Though Clark and Spike were supposed to undergo regular maintenance training, several weeks would sometimes pass between lessons. Spike's state certifications lapsed for several months in the summer of 2007.

Clark says his supervisors failed to allot sufficient time for training.

Ohio recertified on Sept. 27, 2007, and the dog attacked Samuel Campbell on Oct. 21, 2007, after a month without training.

Clark had deployed Spike after suspecting, mistakenly, that Campbell was fleeing after an attempted home invasion. When Spike found Campbell lying down on the ground to avoid the officer's detection, it bit his leg for at least 30 seconds.

Chelsie Gemperline says she was attacked on Oct. 11, 2008, after Spike had experienced another month-long gap in training.

Police had been questioning Gemperline on suspicion of underage drinking. Facing arrest, Gemperline became belligerent, and officers handcuffed her and put her in a squad car.

Gemperline later slid one of her hands out of the cuffs, opened the patrol car window, fled and hid inside of a children's playhouse that she found in a neighboring yard.

Clark had Spike on a 20-foot line to track down the girl, and the pair entered the yard where Gemperline was hiding.

Spike then leaped head first through the playhouse window and began biting Gemperline on her chin and thigh. Clark pried the dog off of the girl after her screams had stopped and she had either passed out or gone into shock.

Campbell filed his suit against the department, Kruithoff and Clark about a week after Gemperline's attack. The girl joined his lawsuit as a co-plaintiff in June 2009.

Though the defendants claimed that they had qualified immunity, a federal judge in Cincinnati refused to grant them summary judgment.

A three-judge appellate panel affirmed last week.

The decision notes that Clark "failed to give warnings to either of the suspects prior to Spike biting them."

"Even more important to this case is the question of whether or not Spike was properly trained," Donald wrote. "In both instances, Spike attacked the suspects without warning or a command from Clark. ... Clark allowed a 'bite and hold' dog, whose training was questionable, to attack two suspects who were not actively fleeing and who, because of proximity, showed no ability to evade police custody.

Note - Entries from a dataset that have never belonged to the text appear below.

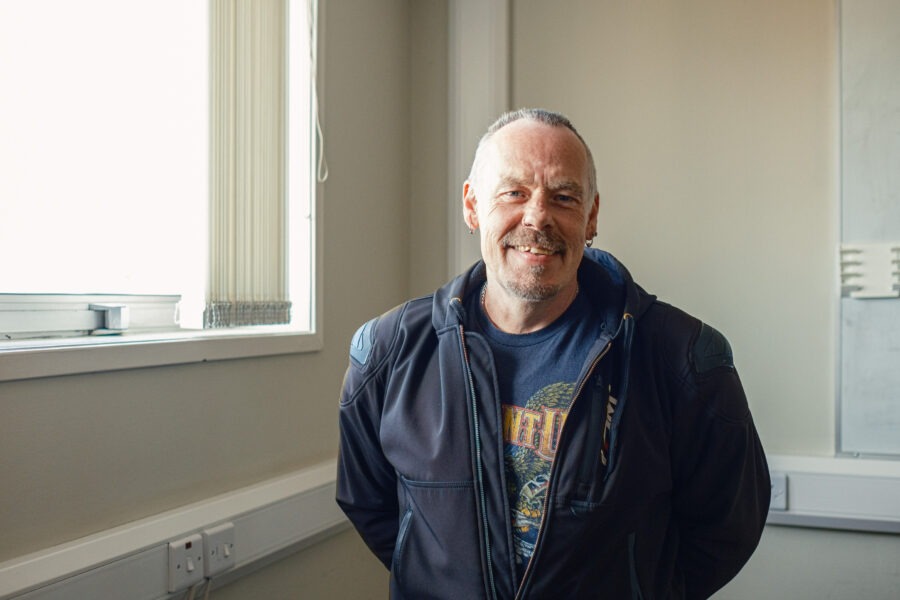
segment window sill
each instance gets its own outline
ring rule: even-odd
[[[0,381],[321,349],[320,333],[289,326],[19,340],[0,343]]]

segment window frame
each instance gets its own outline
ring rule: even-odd
[[[288,10],[304,4],[289,3]],[[315,2],[316,0],[307,0]],[[315,7],[313,7],[315,12]],[[313,17],[315,19],[315,17]],[[316,19],[316,21],[318,21]],[[316,46],[318,23],[311,31]],[[322,65],[313,65],[315,85],[320,84]],[[315,90],[311,88],[311,94]],[[203,363],[260,356],[319,351],[324,347],[321,202],[322,185],[316,178],[316,103],[310,119],[310,284],[309,329],[294,325],[262,325],[223,329],[171,329],[124,331],[114,335],[16,339],[0,342],[0,382],[100,373],[144,367]],[[35,294],[46,296],[46,294]],[[61,294],[60,297],[67,296]],[[70,295],[75,296],[75,295]],[[79,298],[90,295],[78,294]],[[98,302],[103,302],[103,296]]]

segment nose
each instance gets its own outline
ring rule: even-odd
[[[544,192],[533,194],[525,203],[522,225],[543,230],[550,226],[550,199]]]

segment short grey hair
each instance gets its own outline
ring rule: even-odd
[[[481,140],[478,142],[478,148],[476,148],[475,150],[475,158],[472,161],[472,169],[469,171],[469,182],[474,185],[475,179],[478,177],[478,169],[481,166],[484,148],[485,146],[487,146],[487,143],[490,141],[490,139],[494,137],[494,134],[510,123],[514,123],[515,121],[519,121],[522,119],[535,121],[537,123],[543,123],[544,125],[549,125],[550,127],[565,127],[575,134],[575,137],[577,137],[581,142],[581,145],[584,146],[584,152],[587,156],[589,192],[587,201],[592,201],[594,199],[594,196],[597,194],[597,167],[594,165],[594,155],[591,154],[591,149],[588,147],[587,142],[584,141],[584,138],[581,137],[581,134],[578,133],[578,130],[575,129],[575,126],[572,125],[572,122],[565,115],[543,108],[520,108],[519,110],[512,110],[500,115],[500,118],[494,121],[490,127],[488,127],[487,132],[483,136],[481,136]]]

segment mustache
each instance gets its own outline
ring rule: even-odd
[[[546,248],[553,252],[564,252],[566,249],[565,240],[557,234],[528,229],[510,231],[500,239],[500,242],[505,246],[531,246]]]

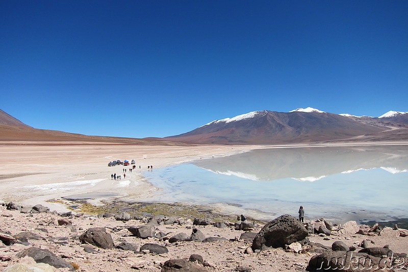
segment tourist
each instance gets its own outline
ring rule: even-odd
[[[303,218],[304,216],[304,211],[303,209],[303,206],[301,206],[299,208],[299,220],[303,223]]]

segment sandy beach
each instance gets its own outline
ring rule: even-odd
[[[69,142],[6,142],[0,146],[0,200],[28,206],[46,204],[58,211],[67,211],[66,206],[46,201],[85,194],[95,196],[90,201],[95,205],[110,197],[148,198],[159,189],[143,177],[148,166],[154,169],[262,147]],[[108,166],[116,160],[135,160],[137,167],[123,178],[123,168],[129,170],[132,165]],[[114,173],[121,175],[121,179],[112,180]]]

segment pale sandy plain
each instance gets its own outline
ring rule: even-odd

for excessive force, failure to supervise and failure to properly train.

Citing precedent, Donald said, "there is ample evidence to suggest that Clark acted contrary to clearly established law when he used an inadequately trained canine, without warning, to apprehend two suspects who were not fleeing."

Though Kruithoff had a supervisory role, the court would not let him off the hook.

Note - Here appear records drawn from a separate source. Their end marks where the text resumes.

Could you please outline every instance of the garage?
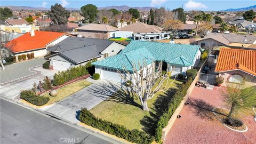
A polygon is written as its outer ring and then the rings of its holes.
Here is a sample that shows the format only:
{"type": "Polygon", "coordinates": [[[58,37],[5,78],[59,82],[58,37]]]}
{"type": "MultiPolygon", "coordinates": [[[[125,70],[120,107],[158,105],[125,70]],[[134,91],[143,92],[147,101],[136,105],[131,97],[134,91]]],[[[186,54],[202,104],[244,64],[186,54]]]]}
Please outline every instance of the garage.
{"type": "Polygon", "coordinates": [[[119,76],[118,73],[116,71],[116,70],[113,69],[102,68],[99,69],[96,71],[100,71],[99,74],[101,74],[101,78],[111,81],[116,82],[121,82],[121,77],[119,76]]]}
{"type": "Polygon", "coordinates": [[[66,70],[71,67],[69,62],[60,60],[52,60],[53,69],[58,70],[66,70]]]}

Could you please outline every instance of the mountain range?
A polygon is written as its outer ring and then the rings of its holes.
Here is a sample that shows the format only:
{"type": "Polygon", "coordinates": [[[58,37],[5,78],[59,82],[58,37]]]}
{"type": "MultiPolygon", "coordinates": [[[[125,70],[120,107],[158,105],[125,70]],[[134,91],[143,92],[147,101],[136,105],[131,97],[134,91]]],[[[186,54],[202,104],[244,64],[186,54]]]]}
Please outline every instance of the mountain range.
{"type": "Polygon", "coordinates": [[[256,5],[246,7],[243,7],[243,8],[239,8],[239,9],[227,9],[222,11],[224,12],[235,12],[235,11],[246,11],[250,10],[253,10],[254,11],[256,11],[256,5]]]}

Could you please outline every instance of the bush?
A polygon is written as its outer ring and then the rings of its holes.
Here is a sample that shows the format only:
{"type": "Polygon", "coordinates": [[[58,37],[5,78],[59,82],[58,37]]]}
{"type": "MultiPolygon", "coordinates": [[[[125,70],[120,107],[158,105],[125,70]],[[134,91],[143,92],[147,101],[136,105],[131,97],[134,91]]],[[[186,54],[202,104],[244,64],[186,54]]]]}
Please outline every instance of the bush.
{"type": "Polygon", "coordinates": [[[88,71],[86,66],[79,66],[71,68],[67,70],[59,71],[53,76],[53,85],[54,86],[62,85],[66,82],[87,74],[88,74],[88,71]]]}
{"type": "Polygon", "coordinates": [[[168,108],[163,113],[163,115],[159,118],[156,124],[157,127],[155,135],[155,139],[157,142],[161,142],[162,131],[163,129],[167,126],[170,118],[171,118],[176,109],[179,106],[181,101],[184,99],[192,82],[192,79],[190,78],[186,83],[181,85],[180,88],[177,90],[169,103],[168,108]]]}
{"type": "Polygon", "coordinates": [[[113,124],[110,122],[98,118],[86,108],[83,108],[81,110],[79,118],[82,122],[86,125],[132,142],[151,143],[153,141],[153,137],[148,135],[143,131],[138,130],[129,130],[123,125],[113,124]]]}
{"type": "Polygon", "coordinates": [[[21,91],[20,98],[37,106],[45,105],[50,100],[48,97],[37,95],[33,90],[21,91]]]}
{"type": "Polygon", "coordinates": [[[181,74],[178,74],[178,78],[180,79],[183,79],[183,75],[181,74]]]}
{"type": "Polygon", "coordinates": [[[35,59],[35,53],[34,52],[30,53],[30,59],[35,59]]]}
{"type": "Polygon", "coordinates": [[[93,79],[98,80],[98,79],[100,79],[100,74],[95,73],[92,76],[92,77],[93,78],[93,79]]]}
{"type": "Polygon", "coordinates": [[[217,85],[220,85],[223,83],[223,82],[224,82],[224,78],[222,76],[218,77],[216,78],[216,79],[215,79],[215,84],[217,85]]]}
{"type": "Polygon", "coordinates": [[[22,57],[21,56],[21,55],[18,55],[18,60],[19,60],[19,61],[21,61],[22,59],[22,57]]]}
{"type": "Polygon", "coordinates": [[[21,57],[22,57],[22,60],[26,60],[27,59],[27,55],[26,55],[26,54],[22,54],[21,57]]]}
{"type": "Polygon", "coordinates": [[[191,78],[192,79],[195,79],[197,74],[197,70],[196,69],[188,69],[186,72],[187,78],[191,78]]]}
{"type": "Polygon", "coordinates": [[[28,60],[30,59],[30,54],[29,53],[27,54],[27,57],[28,58],[28,60]]]}
{"type": "Polygon", "coordinates": [[[49,69],[50,68],[50,63],[49,61],[46,61],[43,64],[43,68],[44,69],[49,69]]]}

"Chief Kruithoff allowed Spike in the field even after his training had lapsed," Donald wrote. "He never required appropriate supervision of the canine unit and essentially allowed it to run itself. He failed to establish and publish an official K-9 unit policy, and he was seemingly oblivious to the increasing frequency of dog-bite incidents involving Spike. Furthermore, Chief Kruithoff ignored Clark's many complaints regarding his need to keep Spike up to date on his training. Thus, Chief Kruithoff's apparent indifference to maintaining a properly functioning K-9 unit could be reasonably expected to give rise to just the sort of injuries that occurred. The district court correctly determined that the disputed facts preclude granting summary judgment."

In a partial dissent, Judge David McKeague said Kruithoff and Springboro deserved immunity.

"To hold Kruithoff liable in his individual capacity for injuries shown to be caused by deficiencies in Spike's training or officers' training, plaintiffs must show that Kruithoff 'at least implicitly authorized, approved, or knowingly acquiesced' in the violations and injuries sustained by plaintiffs Campbell and Gemperline," McKeague wrote. "Plaintiffs have neither alleged nor presented any evidence to support a finding of Kruithoff's personal involvement in these incidents."

While Springboro "could be held liable for a policy of deliberate indifference to obvious inadequacies in training or supervision," he added that "the record falls short of establishing a sufficient history of canine-unit-related constitutional violations to put the city on notice of obvious inadequacies."